P(Ltcorrect)=P(Lt)(1S)P(Lt)(1S)+(1P(Lt))GP(L_t \mid \text{correct}) = \dfrac{P(L_t) \cdot (1 - S)}{P(L_t) \cdot (1 - S) + \bigl(1 - P(L_t)\bigr) \cdot G}
BKT update (9)Posterior probability of the "mastered" state after a correct response; analogously for incorrect ones. After the observation, P(L_t+1) = P(L_t | obs) + (1 − P(L_t | obs)) · T.

Deep Knowledge Tracing reports higher predictive accuracy than BKT in the literature but is an RNN-based black box. The question "why did the module show this exercise?" cannot be answered. For a practitioner-mediated setting in which the module is used together with a professional, that is a design defect.

Multi-armed bandits and reinforcement learning assume an explore-exploit logic in which the system deliberately picks suboptimal actions in order to learn. UCB1 (Auer et al. 2002) achieves logarithmic regret, but accumulates that regret through real wrong decisions on the child. That framing is ethically and pragmatically wrong for a clinically embedded practice module. We do not want exploration on individual children to be part of the system architecture.
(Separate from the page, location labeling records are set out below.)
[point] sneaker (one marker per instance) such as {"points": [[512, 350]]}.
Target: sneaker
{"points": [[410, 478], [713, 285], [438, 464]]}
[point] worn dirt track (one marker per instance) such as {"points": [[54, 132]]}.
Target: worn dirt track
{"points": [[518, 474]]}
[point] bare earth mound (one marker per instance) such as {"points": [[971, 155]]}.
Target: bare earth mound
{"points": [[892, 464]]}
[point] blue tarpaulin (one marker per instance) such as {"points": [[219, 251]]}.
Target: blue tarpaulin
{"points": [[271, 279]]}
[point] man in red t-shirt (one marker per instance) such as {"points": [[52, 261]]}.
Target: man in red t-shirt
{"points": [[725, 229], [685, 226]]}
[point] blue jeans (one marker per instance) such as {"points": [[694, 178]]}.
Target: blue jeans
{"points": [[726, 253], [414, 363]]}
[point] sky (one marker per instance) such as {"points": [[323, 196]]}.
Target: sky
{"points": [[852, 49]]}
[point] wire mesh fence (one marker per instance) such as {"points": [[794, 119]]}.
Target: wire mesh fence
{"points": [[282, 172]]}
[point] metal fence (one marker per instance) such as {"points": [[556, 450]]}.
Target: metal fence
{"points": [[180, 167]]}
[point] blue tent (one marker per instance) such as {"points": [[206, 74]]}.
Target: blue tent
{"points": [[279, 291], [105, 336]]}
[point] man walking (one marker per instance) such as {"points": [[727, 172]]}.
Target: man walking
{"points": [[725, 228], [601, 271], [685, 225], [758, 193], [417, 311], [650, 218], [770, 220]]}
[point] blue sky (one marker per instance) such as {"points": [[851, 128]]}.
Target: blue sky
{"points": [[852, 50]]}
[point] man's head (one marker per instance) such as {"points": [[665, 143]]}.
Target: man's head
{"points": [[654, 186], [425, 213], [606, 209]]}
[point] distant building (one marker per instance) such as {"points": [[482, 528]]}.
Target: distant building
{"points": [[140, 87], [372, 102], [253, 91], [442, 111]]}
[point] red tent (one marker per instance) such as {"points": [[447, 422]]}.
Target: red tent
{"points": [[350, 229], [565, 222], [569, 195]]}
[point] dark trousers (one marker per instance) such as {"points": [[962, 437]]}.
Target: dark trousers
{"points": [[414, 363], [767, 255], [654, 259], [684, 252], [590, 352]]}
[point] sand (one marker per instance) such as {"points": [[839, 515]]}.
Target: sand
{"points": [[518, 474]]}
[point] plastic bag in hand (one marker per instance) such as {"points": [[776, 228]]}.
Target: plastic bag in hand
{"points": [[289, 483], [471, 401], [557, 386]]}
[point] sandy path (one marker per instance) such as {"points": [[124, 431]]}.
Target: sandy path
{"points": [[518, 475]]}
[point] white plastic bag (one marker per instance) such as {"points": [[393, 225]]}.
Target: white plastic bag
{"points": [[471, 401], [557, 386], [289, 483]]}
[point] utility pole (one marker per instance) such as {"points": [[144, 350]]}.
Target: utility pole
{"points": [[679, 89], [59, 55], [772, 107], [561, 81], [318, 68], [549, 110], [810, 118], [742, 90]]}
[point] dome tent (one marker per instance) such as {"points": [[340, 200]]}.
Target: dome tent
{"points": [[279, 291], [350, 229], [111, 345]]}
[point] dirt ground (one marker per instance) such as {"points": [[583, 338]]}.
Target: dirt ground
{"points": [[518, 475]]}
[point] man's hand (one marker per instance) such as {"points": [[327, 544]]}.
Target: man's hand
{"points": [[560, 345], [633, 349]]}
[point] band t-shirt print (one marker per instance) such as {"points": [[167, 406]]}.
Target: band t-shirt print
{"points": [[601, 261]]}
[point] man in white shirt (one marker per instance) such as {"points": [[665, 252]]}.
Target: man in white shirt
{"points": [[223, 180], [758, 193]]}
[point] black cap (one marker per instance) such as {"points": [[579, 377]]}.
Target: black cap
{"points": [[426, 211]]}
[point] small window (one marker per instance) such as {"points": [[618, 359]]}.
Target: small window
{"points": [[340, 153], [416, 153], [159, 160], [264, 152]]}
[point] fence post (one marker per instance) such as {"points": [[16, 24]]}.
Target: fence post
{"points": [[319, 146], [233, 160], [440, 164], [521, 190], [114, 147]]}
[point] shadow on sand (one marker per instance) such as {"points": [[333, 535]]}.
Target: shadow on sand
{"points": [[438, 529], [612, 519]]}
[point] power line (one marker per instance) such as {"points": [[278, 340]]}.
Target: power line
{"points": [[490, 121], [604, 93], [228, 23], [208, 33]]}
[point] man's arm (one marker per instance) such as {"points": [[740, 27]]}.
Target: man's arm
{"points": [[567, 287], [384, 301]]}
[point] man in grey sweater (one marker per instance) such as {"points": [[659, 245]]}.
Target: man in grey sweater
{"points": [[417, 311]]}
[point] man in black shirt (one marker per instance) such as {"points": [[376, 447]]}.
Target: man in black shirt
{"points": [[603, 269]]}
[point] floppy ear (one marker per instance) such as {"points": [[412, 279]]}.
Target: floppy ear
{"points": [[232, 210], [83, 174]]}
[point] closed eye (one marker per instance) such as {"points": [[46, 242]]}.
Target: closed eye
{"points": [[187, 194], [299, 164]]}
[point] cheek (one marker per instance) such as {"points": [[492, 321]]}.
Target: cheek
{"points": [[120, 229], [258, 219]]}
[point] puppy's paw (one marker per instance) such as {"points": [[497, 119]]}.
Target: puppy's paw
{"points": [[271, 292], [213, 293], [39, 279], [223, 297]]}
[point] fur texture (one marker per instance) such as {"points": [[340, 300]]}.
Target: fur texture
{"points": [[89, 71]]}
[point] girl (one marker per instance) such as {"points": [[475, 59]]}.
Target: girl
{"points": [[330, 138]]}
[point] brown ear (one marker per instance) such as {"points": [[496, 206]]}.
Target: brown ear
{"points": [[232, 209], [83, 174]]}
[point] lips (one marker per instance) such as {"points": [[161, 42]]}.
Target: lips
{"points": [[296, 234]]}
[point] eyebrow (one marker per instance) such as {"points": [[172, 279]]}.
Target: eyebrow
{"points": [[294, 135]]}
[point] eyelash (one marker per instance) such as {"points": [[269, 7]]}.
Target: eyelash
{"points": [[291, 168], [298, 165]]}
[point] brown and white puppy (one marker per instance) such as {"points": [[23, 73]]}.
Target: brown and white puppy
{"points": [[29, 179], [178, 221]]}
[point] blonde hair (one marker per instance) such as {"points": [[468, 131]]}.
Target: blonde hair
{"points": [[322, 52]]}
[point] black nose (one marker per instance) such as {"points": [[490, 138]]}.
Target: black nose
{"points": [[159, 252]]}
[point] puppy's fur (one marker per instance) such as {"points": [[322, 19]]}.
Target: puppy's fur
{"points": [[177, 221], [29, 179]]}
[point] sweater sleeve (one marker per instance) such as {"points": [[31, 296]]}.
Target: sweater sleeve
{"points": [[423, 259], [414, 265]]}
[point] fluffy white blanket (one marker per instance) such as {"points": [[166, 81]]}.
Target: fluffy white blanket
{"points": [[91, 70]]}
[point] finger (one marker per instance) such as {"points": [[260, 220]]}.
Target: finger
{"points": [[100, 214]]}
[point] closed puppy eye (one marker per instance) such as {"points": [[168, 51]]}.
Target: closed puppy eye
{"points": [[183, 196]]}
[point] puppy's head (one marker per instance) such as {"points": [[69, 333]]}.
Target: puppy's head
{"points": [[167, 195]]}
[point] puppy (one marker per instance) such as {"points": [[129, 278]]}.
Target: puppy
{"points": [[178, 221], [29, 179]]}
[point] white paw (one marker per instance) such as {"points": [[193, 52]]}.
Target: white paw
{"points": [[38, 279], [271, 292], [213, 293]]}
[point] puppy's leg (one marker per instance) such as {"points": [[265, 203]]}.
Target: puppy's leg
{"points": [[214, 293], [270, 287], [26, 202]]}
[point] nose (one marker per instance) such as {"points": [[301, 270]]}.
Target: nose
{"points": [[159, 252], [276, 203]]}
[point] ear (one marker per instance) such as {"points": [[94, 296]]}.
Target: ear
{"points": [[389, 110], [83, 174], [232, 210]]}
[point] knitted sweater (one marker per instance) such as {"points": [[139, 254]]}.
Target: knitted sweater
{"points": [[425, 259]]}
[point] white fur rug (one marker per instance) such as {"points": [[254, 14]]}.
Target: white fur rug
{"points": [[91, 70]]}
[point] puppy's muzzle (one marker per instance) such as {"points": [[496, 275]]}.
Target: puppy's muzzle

RT8i:Δi>0lnTΔi+(1+π23)iΔiR_T \,\le\, 8 \cdot \sum_{i:\, \Delta_i > 0} \dfrac{\ln T}{\Delta_i} \,+\, \left(1 + \dfrac{\pi^{2}}{3}\right) \cdot \sum_i \Delta_i
UCB1 regret bound (10)Cumulative regret after T draws for K arms with gaps Δ_i = μ* − μ_i. Asymptotically O(√(K · T · ln T)); every one of those logarithmic learners pays in real wrong decisions on the child.

Finally, every one of these models would substantially complicate the planned methodological publication. Reproducing the behaviour of a rule set is trivial; reproducing the behaviour of a trained neural network is not.

What practitioners see, and what remains open

Adaptivity is only useful in a practitioner-mediated model if it is visible. We are designing a session summary that exposes the following quantities: the current ability estimate θ̂ with confidence interval, the recently presented items with their β, the observed error types, and the adaptation triggered by the rules. With that, the practitioner can take the observations into the session without having to reverse-engineer the behaviour of the system.

Several questions are not settled. How is the target probability P* calibrated by construct and age? Which priors for the ability estimate in the initial phase are appropriate without biasing toward expected deficits? How do spacing intervals shift under therapy breaks or stretches of high school load? Which operationalisation of error type carries weight for the emotion-regulation modules, where the response dimension is not binary?

The methodological publication on our roadmap covers this work. Until then, the rule sets, parameterisations, and calibration tables we use are documented openly so that practitioners and researchers can question them and we can revise them when practice suggests we should.